2.2.2 A condição juvenil na relação com as práticas de cuidado

A reflexão construída sobre modos de vida, determinantes sociais e a saúde busca reforçar a importância de que, no estudo da saúde no cotidiano dos jovens, objeto desta pesquisa, seja tomada, como ponto de partida para a análise, a vida desses sujeitos. É na vida que se manifestam a determinação social, as possibilidades e impossibilidades de acesso, de escolhas e de viver ou sobreviver em contextos adversos, marcados pelas iniquidades, com repercussão no âmbito biológico do processo saúde-doença e causadas pela distribuição desigual de poder, renda, terra, mercadorias, serviços, entre outros. Entender os jovens em seu cotidiano pode revelar as necessidades desses sujeitos, além da compreensão de como os determinantes sociais em saúde se expressam a favor ou não de sua saúde.

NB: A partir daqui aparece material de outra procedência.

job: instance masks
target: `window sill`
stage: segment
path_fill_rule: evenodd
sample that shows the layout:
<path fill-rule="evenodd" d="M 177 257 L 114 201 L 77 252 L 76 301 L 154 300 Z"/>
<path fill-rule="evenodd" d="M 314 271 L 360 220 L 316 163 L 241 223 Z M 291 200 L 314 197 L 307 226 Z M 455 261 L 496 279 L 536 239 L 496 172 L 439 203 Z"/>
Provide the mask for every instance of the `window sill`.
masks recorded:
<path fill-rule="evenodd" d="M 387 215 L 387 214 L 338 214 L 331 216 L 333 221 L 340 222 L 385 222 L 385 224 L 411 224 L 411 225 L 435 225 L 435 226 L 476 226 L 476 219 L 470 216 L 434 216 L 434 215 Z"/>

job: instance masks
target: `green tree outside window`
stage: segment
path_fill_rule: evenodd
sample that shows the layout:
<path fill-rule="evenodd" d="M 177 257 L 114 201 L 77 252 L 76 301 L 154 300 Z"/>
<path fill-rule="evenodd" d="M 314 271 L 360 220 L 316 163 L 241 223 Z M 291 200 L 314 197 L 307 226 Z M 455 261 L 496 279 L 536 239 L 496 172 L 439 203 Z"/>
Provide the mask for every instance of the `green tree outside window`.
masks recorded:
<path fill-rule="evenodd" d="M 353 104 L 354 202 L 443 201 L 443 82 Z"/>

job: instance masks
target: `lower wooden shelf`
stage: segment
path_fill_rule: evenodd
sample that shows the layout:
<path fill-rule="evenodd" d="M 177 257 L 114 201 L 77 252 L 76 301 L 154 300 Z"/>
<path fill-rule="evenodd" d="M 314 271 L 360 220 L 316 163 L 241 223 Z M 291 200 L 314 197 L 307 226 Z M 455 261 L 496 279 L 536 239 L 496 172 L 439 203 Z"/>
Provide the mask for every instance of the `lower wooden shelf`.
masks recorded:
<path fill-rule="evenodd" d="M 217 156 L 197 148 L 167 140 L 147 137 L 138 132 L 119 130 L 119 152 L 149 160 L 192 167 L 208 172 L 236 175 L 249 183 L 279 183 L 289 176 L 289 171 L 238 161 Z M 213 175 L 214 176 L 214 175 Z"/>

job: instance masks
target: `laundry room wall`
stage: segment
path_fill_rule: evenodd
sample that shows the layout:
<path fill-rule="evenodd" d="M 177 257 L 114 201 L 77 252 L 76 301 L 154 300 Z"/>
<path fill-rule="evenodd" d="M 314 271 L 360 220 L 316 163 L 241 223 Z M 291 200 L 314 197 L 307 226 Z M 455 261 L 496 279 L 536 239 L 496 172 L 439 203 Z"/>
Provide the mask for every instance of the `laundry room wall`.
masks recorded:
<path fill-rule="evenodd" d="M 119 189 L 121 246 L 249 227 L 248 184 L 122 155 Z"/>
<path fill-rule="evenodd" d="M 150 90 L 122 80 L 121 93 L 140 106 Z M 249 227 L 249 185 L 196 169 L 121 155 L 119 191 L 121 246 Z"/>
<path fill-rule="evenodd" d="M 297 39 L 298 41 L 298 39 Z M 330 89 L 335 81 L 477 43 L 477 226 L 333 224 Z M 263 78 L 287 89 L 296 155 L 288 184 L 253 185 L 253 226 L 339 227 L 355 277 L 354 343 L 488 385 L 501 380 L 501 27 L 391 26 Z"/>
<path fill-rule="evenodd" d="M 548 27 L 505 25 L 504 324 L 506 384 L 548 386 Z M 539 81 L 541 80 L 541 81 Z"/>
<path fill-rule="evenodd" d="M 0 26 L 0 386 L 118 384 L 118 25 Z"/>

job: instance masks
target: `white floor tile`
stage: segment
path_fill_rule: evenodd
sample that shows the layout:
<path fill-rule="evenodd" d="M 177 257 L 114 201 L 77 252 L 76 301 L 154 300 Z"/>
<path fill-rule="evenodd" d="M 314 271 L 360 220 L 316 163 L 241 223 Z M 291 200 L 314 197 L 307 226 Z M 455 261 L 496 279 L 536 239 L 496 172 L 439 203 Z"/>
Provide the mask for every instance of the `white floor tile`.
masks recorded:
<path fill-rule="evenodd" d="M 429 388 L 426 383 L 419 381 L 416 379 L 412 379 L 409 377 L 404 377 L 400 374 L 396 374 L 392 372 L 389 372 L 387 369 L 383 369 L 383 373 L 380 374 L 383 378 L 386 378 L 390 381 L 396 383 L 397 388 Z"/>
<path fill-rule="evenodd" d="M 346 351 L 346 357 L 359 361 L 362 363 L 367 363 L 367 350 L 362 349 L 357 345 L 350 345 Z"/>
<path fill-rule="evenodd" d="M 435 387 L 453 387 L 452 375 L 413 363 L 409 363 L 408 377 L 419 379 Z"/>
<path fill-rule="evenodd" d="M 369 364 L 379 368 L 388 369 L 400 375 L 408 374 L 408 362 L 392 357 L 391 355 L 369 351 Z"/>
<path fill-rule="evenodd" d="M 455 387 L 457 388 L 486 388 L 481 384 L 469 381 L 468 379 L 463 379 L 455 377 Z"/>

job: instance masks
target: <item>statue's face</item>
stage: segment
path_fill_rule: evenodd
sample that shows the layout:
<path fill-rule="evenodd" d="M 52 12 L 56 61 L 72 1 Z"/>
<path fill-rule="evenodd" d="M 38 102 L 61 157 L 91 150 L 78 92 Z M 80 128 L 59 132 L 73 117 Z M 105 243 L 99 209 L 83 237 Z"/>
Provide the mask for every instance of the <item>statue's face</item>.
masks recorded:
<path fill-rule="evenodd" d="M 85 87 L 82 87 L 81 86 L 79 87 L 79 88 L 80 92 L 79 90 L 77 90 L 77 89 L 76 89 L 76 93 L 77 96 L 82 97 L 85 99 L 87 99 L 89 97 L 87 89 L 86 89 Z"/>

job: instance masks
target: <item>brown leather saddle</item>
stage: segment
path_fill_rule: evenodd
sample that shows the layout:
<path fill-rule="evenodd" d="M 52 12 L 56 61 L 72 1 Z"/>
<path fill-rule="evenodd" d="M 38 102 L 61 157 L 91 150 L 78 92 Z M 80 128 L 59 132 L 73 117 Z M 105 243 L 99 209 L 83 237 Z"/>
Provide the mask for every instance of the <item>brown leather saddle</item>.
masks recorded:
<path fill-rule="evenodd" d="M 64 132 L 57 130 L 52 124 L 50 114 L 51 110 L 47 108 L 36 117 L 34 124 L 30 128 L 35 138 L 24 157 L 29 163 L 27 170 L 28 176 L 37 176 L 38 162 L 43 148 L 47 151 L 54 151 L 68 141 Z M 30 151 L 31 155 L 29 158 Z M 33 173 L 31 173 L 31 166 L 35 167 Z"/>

Desse modo, construir a relação entre juventude e saúde requer um esforço. Primeiramente porque todo o aparato conceitual da saúde concentra-se no entendimento do jovem com referenciais de adolescentes (ANDRADE, 2008, 2010). Salienta-se que a construção teórica feita neste estudo não se dedica a uma crítica ao conceito de adolescência. O que se pretende questionar, como forma de possibilitar uma reflexão mais ampla pela saúde, refere-se à forma como esse conceito tem sido construído e que práticas têm disparado quando se pensa a saúde dos jovens. Desse modo, a produção na área da saúde, tradicionalmente, centrou-se numa perspectiva dos fatores de risco e considerando adolescência e juventude como sinônimos. Essa compreensão remete a um conceito homogeneizante que desconsidera a análise da condição juvenil e das experiências que marcam as vivências dos jovens e que estruturam as ações de saúde. Essas ações têm, tradicionalmente, uma centralidade no corpo estritamente pela ótica biológica, sem atentar para o corpo social, para os valores dos jovens e sua relação com o processo saúde-doença.